It’s a candid book, but not in the sense of shocking. She talks about falling down the stairs with her baby as a result of being tired from trying to do too much, and then the baby not moving. That story ends happily, but it’s easy as a parent to understand the pain and sense of failure such an accident could cause, and how it could change you – and not all in good ways. She talks about almost being raped as a child, and does so in a way that is direct, yet not graphic.

She juggled trying to be a full time mom and a full time career person, and talks about not always managing that balance well. Trying to be a full time mom only and realizing that role, defined that way, wasn’t a good fit, and trying to accept that, to realize that there is more than one path.
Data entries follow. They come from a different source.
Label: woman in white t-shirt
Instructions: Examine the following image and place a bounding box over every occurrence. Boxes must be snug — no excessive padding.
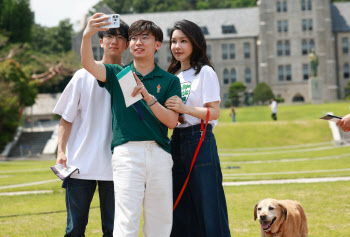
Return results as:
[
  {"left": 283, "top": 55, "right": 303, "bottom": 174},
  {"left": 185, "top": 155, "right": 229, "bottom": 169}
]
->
[{"left": 165, "top": 20, "right": 231, "bottom": 237}]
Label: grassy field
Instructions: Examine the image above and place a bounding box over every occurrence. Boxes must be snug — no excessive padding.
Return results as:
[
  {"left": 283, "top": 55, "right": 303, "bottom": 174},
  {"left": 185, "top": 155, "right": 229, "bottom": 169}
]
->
[{"left": 1, "top": 102, "right": 350, "bottom": 236}]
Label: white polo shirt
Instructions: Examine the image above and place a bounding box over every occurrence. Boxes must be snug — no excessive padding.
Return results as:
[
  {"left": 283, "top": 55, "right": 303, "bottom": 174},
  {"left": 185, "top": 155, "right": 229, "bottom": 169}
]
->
[
  {"left": 177, "top": 65, "right": 221, "bottom": 128},
  {"left": 53, "top": 68, "right": 113, "bottom": 180}
]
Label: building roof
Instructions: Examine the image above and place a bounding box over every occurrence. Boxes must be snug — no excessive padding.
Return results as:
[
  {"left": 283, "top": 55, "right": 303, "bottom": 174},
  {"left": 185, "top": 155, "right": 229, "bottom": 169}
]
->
[
  {"left": 331, "top": 2, "right": 350, "bottom": 32},
  {"left": 24, "top": 93, "right": 61, "bottom": 116},
  {"left": 81, "top": 7, "right": 259, "bottom": 41}
]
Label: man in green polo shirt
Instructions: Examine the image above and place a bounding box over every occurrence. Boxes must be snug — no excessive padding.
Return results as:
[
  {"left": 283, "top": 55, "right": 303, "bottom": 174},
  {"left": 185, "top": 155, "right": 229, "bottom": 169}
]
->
[{"left": 81, "top": 13, "right": 181, "bottom": 237}]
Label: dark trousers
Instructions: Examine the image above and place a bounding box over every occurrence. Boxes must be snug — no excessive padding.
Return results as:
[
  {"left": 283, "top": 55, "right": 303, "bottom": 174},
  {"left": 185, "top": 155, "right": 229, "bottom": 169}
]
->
[
  {"left": 170, "top": 124, "right": 231, "bottom": 237},
  {"left": 272, "top": 113, "right": 277, "bottom": 120},
  {"left": 64, "top": 178, "right": 115, "bottom": 237}
]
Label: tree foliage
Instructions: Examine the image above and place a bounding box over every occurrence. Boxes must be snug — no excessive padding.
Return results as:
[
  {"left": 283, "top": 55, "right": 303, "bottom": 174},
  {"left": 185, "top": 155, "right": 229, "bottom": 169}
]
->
[
  {"left": 228, "top": 82, "right": 246, "bottom": 107},
  {"left": 31, "top": 19, "right": 73, "bottom": 54},
  {"left": 93, "top": 0, "right": 258, "bottom": 14},
  {"left": 252, "top": 82, "right": 274, "bottom": 104},
  {"left": 0, "top": 1, "right": 78, "bottom": 152},
  {"left": 0, "top": 0, "right": 33, "bottom": 43}
]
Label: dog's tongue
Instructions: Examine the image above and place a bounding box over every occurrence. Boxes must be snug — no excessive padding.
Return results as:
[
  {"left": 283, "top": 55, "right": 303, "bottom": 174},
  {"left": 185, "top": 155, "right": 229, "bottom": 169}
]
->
[{"left": 261, "top": 221, "right": 270, "bottom": 229}]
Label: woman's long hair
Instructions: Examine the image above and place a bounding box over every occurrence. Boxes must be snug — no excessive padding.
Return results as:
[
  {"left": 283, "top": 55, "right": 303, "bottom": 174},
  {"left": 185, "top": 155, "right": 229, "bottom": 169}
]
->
[{"left": 167, "top": 19, "right": 214, "bottom": 76}]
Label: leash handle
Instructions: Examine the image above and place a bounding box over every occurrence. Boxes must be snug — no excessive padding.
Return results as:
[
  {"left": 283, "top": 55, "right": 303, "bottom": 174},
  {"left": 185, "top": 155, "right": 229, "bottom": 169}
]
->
[{"left": 173, "top": 107, "right": 210, "bottom": 211}]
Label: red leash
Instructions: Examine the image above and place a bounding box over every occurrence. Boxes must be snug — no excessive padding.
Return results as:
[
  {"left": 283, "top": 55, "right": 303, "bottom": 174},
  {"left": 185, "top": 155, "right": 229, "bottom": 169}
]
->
[{"left": 173, "top": 107, "right": 210, "bottom": 211}]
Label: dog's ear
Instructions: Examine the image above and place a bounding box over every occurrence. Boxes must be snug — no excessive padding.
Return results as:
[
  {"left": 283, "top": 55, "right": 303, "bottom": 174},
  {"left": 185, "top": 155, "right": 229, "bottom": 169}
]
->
[
  {"left": 277, "top": 202, "right": 288, "bottom": 221},
  {"left": 254, "top": 200, "right": 262, "bottom": 221}
]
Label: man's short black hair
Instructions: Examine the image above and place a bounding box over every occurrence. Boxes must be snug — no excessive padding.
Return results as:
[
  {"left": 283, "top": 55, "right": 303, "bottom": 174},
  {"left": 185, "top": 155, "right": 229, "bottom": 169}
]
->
[
  {"left": 128, "top": 20, "right": 163, "bottom": 43},
  {"left": 98, "top": 19, "right": 129, "bottom": 40}
]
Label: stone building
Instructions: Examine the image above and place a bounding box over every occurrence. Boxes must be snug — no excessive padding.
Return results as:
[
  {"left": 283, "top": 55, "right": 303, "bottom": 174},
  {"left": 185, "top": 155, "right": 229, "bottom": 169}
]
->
[{"left": 72, "top": 0, "right": 350, "bottom": 104}]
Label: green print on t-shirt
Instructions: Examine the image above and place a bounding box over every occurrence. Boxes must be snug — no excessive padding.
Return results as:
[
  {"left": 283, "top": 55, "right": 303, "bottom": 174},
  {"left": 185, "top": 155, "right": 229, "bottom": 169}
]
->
[{"left": 181, "top": 82, "right": 191, "bottom": 104}]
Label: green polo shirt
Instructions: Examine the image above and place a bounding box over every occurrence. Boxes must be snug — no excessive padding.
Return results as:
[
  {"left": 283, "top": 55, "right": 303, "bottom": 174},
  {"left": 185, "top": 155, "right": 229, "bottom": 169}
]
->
[{"left": 100, "top": 62, "right": 181, "bottom": 154}]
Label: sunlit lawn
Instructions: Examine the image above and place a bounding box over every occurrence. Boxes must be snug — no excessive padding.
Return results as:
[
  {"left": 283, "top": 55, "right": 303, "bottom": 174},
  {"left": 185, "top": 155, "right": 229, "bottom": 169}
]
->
[{"left": 2, "top": 102, "right": 350, "bottom": 236}]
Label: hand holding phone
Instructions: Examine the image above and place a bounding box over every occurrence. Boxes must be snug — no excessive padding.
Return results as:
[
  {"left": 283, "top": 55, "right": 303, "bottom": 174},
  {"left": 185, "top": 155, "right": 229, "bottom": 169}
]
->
[
  {"left": 100, "top": 14, "right": 120, "bottom": 28},
  {"left": 319, "top": 114, "right": 342, "bottom": 123}
]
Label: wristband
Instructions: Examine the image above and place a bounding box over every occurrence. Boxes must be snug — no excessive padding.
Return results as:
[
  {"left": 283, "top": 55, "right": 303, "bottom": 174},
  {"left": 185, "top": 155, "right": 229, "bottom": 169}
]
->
[{"left": 147, "top": 95, "right": 158, "bottom": 107}]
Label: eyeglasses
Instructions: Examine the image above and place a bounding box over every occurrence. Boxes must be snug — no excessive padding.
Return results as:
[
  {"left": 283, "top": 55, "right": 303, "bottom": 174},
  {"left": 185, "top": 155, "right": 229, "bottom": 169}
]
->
[
  {"left": 130, "top": 34, "right": 154, "bottom": 43},
  {"left": 104, "top": 34, "right": 126, "bottom": 42}
]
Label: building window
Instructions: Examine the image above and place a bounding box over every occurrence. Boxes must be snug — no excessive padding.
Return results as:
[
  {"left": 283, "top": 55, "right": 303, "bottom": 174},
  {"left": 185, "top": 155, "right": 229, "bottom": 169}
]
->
[
  {"left": 278, "top": 65, "right": 284, "bottom": 81},
  {"left": 278, "top": 21, "right": 282, "bottom": 32},
  {"left": 100, "top": 48, "right": 104, "bottom": 60},
  {"left": 244, "top": 42, "right": 250, "bottom": 58},
  {"left": 283, "top": 0, "right": 287, "bottom": 12},
  {"left": 167, "top": 48, "right": 172, "bottom": 62},
  {"left": 230, "top": 44, "right": 235, "bottom": 59},
  {"left": 277, "top": 1, "right": 281, "bottom": 12},
  {"left": 301, "top": 0, "right": 306, "bottom": 11},
  {"left": 342, "top": 37, "right": 349, "bottom": 54},
  {"left": 309, "top": 39, "right": 315, "bottom": 52},
  {"left": 308, "top": 19, "right": 313, "bottom": 31},
  {"left": 302, "top": 39, "right": 315, "bottom": 55},
  {"left": 277, "top": 40, "right": 290, "bottom": 56},
  {"left": 285, "top": 40, "right": 290, "bottom": 55},
  {"left": 278, "top": 65, "right": 292, "bottom": 81},
  {"left": 303, "top": 64, "right": 309, "bottom": 80},
  {"left": 286, "top": 65, "right": 292, "bottom": 81},
  {"left": 93, "top": 47, "right": 98, "bottom": 60},
  {"left": 207, "top": 45, "right": 211, "bottom": 60},
  {"left": 231, "top": 68, "right": 236, "bottom": 83},
  {"left": 277, "top": 41, "right": 283, "bottom": 56},
  {"left": 308, "top": 0, "right": 312, "bottom": 10},
  {"left": 222, "top": 25, "right": 236, "bottom": 34},
  {"left": 201, "top": 26, "right": 209, "bottom": 35},
  {"left": 222, "top": 44, "right": 228, "bottom": 59},
  {"left": 154, "top": 51, "right": 159, "bottom": 63},
  {"left": 302, "top": 0, "right": 312, "bottom": 11},
  {"left": 302, "top": 19, "right": 307, "bottom": 31},
  {"left": 223, "top": 69, "right": 229, "bottom": 84},
  {"left": 284, "top": 20, "right": 288, "bottom": 32},
  {"left": 245, "top": 68, "right": 251, "bottom": 83},
  {"left": 167, "top": 28, "right": 172, "bottom": 37},
  {"left": 302, "top": 19, "right": 313, "bottom": 31},
  {"left": 344, "top": 63, "right": 350, "bottom": 79},
  {"left": 302, "top": 40, "right": 308, "bottom": 55}
]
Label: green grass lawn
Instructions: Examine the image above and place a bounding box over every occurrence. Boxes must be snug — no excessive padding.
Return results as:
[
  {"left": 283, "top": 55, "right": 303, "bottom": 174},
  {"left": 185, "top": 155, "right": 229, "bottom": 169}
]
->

She built a career in network news and was poised to do more, then the Dan Rather incident happened at CBS and even though wasn’t involved, the resulting changes cascaded in a way that at age 39 she ended up on the outside looking in. Imagine working your way to the top and in a space of few minutes being unemployed and just about unemployable. Working through that and taking a job that was a step back. Not just a demotion, but just about starting over. Being praised for doing things well that she had mastered 10 years earlier, as if she had learned a new skill. And then, the amazing ending, at least so far, of being “re-discovered” and getting a “real” job, and then having one unexpected moment catapult her to the top again.

Worth reading, for men as much as women. We should talk more about expectations and pressures of managing career and family, and the choices we make, and sometimes the guilt that comes with the choices.